If our Inspector General of Police [IGP], David Asante Apeatu, were concerned about the security of Ghanaians, by now, the seven police officers together with Olivia Ewurabena Adiku [bearer of the fake news] should have been paraded to his office to answer some tough questions.
Samuel Willis was arrested on Sunday, December 30, 2018. He broke jail on Monday, December 31, 2018. Under this circumstance, it is hard to believe that barely a day of being in the cells, he managed to get hold of a hacksaw. Did anyone visit him on that Sunday? If yes, did the seven police officers on duty see the visitor bring the hacksaw to Willis? If they saw it, what did they do about it? If no one visited him and the police did not see such, the question remains on the ‘magic hacksaw.’
If the said officers at the Takoradi Police Station were not on Tramadol or perhaps a mill at the cells did not render them deaf, then nothing could be said to convince me about Willis’ jail break.
Interesting enough, the suspected kidnapper was re-arrested on Thursday night, January 3, 2019, from his ‘hideout’ in Takoradi. Here, the question the media failed asking is how the police swiftly arrested the suspect at his said hideout. How many times did the people of Takoradi not complain about kidnappings? When was the arrest first effected when the police knew Willis’ hideout?
I believe that one must not be told that this whole drama of a jail break was staged and directed by some insiders at the Takoradi Police Station as in the case of Nasula versus Code Silavwe.
On Sunday, January 6, 2019, when I interviewed the Executive Director of the Center for Human and Peace Building, Adib Saani, on Newsweek on 3FM [92.7] on the issue, he did not call a spade a spoon.
“It still boggles my mind how a suspect can escape from police cells, in Ghana, 21st century Ghana, with a hacksaw.

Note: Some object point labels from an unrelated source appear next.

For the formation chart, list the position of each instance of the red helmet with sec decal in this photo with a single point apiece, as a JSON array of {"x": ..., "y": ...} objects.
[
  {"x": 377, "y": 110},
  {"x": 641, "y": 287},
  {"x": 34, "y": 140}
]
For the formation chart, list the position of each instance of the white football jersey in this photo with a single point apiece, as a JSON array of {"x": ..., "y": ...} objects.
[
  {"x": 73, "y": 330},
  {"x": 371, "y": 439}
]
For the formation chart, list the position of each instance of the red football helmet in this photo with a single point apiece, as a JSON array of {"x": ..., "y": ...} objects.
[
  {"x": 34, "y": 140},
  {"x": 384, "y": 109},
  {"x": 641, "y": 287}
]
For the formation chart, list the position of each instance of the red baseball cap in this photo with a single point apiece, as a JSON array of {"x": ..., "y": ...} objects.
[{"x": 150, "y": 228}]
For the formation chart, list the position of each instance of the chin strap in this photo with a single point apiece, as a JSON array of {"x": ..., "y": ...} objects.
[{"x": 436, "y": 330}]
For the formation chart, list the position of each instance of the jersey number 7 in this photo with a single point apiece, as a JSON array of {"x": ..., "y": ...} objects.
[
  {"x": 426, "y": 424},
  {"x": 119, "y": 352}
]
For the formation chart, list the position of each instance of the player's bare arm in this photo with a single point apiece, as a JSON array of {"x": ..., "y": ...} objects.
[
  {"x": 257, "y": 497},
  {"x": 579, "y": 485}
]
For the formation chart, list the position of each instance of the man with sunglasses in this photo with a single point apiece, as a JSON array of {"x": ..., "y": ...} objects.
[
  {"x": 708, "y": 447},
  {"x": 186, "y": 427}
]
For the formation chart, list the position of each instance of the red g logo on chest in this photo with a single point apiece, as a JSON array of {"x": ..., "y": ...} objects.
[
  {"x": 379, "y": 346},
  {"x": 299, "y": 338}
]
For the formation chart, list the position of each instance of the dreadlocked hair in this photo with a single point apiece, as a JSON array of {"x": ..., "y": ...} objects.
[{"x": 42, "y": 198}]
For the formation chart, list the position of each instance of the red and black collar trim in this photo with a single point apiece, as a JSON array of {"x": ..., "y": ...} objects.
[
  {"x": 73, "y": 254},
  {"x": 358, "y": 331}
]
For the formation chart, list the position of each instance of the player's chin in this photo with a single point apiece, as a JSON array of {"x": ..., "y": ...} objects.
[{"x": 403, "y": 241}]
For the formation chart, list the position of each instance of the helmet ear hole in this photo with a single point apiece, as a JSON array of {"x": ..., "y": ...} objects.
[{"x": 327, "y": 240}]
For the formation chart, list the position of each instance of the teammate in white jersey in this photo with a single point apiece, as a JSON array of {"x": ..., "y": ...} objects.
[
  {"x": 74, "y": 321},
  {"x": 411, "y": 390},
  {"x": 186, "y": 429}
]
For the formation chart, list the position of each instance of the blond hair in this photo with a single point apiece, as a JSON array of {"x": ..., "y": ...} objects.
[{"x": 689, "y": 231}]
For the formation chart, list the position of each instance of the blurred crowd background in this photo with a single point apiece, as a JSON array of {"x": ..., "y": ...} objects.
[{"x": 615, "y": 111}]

Obviously, this is an inside job,” he said.
Indeed, when the world’s biggest mafia boss, Joaquín “El Chapo” Guzmán, hears of the Takoradi jail break account, he would even be surprised himself.
When reports indicate that within six months, the Takoradi Metropolis has seen a record of 10 kidnappings, then the situation is so alarming that residents must hit the streets again to further warn the police that freeing the suspect again will be ‘fire-for-fire.’
As it stands now, the story of the oppressed in our society is a horrifying one. But, we can only hope that just one day, we will have our Samson Luhila who would not be in bed with supposed criminals.
“Did the man who steal your bag of beans gave anything to the officer, who set him free, when he was leaving?” when our Luhila asks us this, as it was to Nasula, let us be bold to name names as we keep record of our abusers.
For the miscreants within our security services, banks, hospitals, civil service and even in the media, when your Nasula says of you that, “He passed him several notes as he was sitting in his car, before driving away,” remember then that your cup is full.
I would want to see the spirits of Philippines and Brazil’s presidents, Rodrigo Duterte and Jair Bolsonaro, respectively, in our successive presidents here in Ghana. Let us amputate the writs of criminals, hang them or give them life sentences, after they have been pronounced guilty of their crimes by a court of competent jurisdiction. By this, we will have a better society.
And let the police and government be reminded that the people of the Western Region and Ghanaians, at large, expect nothing but a clean investigation into this issue. Enough of Ghana Police Service’s blues!
The writer, Solomon Mensah, is a broadcast journalist with Media General (TV3/3FM). Views expressed here are solely his and do not, in anyway, reflect the editorial policy of his organisation/The Probe.